Макс всё это время помалкивал. Да Алёнка и не давала ему слова вставить. Рассказала, что происходило в школе: как все по сто раз пережёвывали минувший яковлевский день рождения, как понахватали двоек по физике, потому что для Ольги Николаевны именины Яковлева не повод, чтоб не подготовиться к уроку, как она напрягла всех рефератом – якобы шанс исправить двойку, как затем все дружно перепихнули реферат на Макса.
– Не делай, – велел я.
– Как? – моргнул он.
– Никак. Не делай, и всё. Пусть сами пыжатся.
– Даже Мальцеву? Я не смогу ему это сказать.
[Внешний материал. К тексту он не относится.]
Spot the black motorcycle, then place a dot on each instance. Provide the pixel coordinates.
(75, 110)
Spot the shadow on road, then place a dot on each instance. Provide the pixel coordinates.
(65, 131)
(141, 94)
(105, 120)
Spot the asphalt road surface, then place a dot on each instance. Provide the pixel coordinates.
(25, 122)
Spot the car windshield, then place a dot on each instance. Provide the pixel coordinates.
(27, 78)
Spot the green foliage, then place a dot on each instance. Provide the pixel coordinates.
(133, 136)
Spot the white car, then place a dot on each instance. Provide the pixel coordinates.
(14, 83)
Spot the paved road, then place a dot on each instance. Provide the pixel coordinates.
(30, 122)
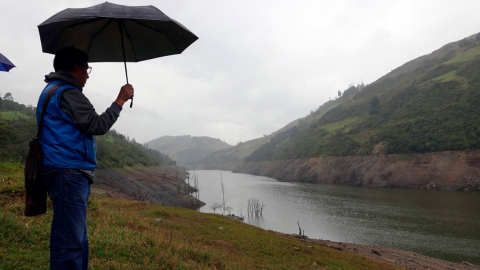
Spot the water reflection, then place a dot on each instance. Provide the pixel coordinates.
(441, 224)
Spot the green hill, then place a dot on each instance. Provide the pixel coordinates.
(248, 149)
(428, 104)
(18, 125)
(187, 149)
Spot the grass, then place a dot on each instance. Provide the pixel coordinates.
(109, 138)
(340, 124)
(125, 235)
(13, 115)
(465, 56)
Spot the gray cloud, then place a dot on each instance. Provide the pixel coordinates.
(257, 66)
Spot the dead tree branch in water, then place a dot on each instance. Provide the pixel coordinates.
(255, 208)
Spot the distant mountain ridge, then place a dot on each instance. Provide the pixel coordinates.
(429, 104)
(187, 149)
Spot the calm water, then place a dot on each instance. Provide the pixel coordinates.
(441, 224)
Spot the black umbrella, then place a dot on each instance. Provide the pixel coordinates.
(114, 33)
(5, 64)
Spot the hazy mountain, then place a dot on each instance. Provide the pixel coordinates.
(429, 104)
(187, 149)
(243, 150)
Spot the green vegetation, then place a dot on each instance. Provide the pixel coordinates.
(430, 104)
(18, 125)
(125, 235)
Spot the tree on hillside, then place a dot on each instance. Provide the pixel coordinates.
(375, 103)
(8, 96)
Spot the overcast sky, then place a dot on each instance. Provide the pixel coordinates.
(257, 65)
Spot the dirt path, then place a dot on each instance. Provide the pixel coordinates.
(404, 259)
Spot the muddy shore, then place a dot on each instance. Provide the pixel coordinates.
(400, 258)
(165, 186)
(160, 185)
(450, 170)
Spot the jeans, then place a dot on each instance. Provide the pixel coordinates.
(69, 190)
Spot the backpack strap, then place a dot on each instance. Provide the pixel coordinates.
(45, 104)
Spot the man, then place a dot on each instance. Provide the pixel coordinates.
(69, 146)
– А ты смоги! Ёлки, смотреть противно, как ты перед ними на задних лапках выплясываешь. Пошли всех на фиг.
Алёнка поддакнула, посмотрев на меня:
– Всё верно!
И тут мы встретились с ней глазами. Невозможно выразить словами, как это происходит, но в ту же секунду её взгляд изменился. Там, где плескалась беспечность, которая вмиг испарилась, проступила целая гамма: дикое напряжение, смущение, растерянность, стыдливость. Выходит, ничего мне не померещилось! Меня тут же словно горячей волной окатило.
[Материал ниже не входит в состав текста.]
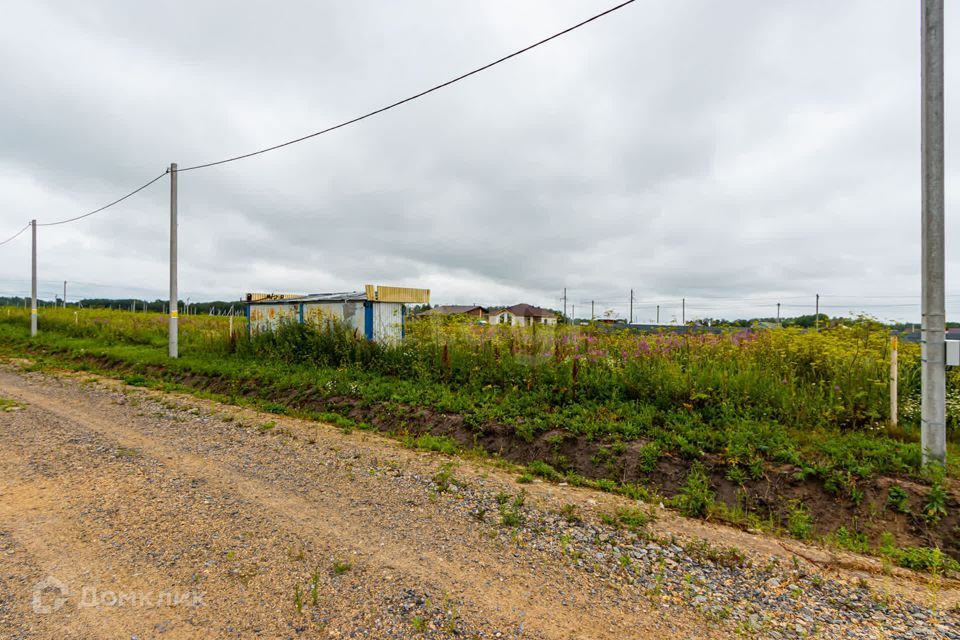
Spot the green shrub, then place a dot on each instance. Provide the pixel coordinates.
(695, 496)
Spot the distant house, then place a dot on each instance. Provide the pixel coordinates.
(456, 310)
(522, 315)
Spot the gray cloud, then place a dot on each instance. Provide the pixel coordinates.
(748, 151)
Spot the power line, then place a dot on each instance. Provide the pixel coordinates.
(106, 206)
(15, 235)
(413, 97)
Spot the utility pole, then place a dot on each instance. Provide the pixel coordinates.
(33, 280)
(172, 345)
(932, 346)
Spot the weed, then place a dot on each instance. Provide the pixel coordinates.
(135, 381)
(898, 499)
(298, 598)
(695, 496)
(570, 513)
(729, 557)
(266, 426)
(935, 508)
(543, 470)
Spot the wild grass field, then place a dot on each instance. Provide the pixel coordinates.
(779, 429)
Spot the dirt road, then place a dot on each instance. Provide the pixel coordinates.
(126, 513)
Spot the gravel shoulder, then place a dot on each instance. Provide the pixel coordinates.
(166, 516)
Потом мама позвала их отужинать с нами, но они отказались и быстро свинтили. И правильно сделали: мама у нас тот ещё кулинар. Нет, самое элементарное у неё получается более-менее сносно, ну там, яичницу пожарить или картошку отварить, но что посложнее – увы и ах. Если жарит мясо, то оно у неё выходит жёсткое, как подошва. Пироги удивительным образом сверху подгорают, а внутри – сырое тесто. Если варит борщ, то я вообще не понимаю, что она туда кладёт, но есть его можно только через силу. Мы-то с отцом едим, потому что привыкли (да и то в основном на бутерах выезжаем), а перед людьми стало бы неловко.
– А что это за девочка?
– Из класса, – буркнул я.
– А у вас какие с ней отношения?
У меня брови поползли вверх. Вот придумала!
– Ты что? Какие отношения? Просто одноклассница.
Мама посмотрела на кисель и фрукты и многозначительно улыбнулась:
– Ну-ну…
– Вот не надо ну-ну. Говорю же, одноклассница и не более. Просто она добрая.
– Добрая – это уже хорошо, – изрекла мама. По-моему, я её не убедил.
А Алёнка… естественно, она – просто одноклассница, которую до пятницы я даже не замечал. Сам удивляюсь, почему на меня вдруг нахлынуло тогда, в подъезде, и сейчас… Ещё больше недоумеваю, почему постоянно об этом вспоминаю, думаю, представляю себе… ну, как мы… Тьфу, совсем мозги набекрень! В общем, я решил выбросить этот бред из головы.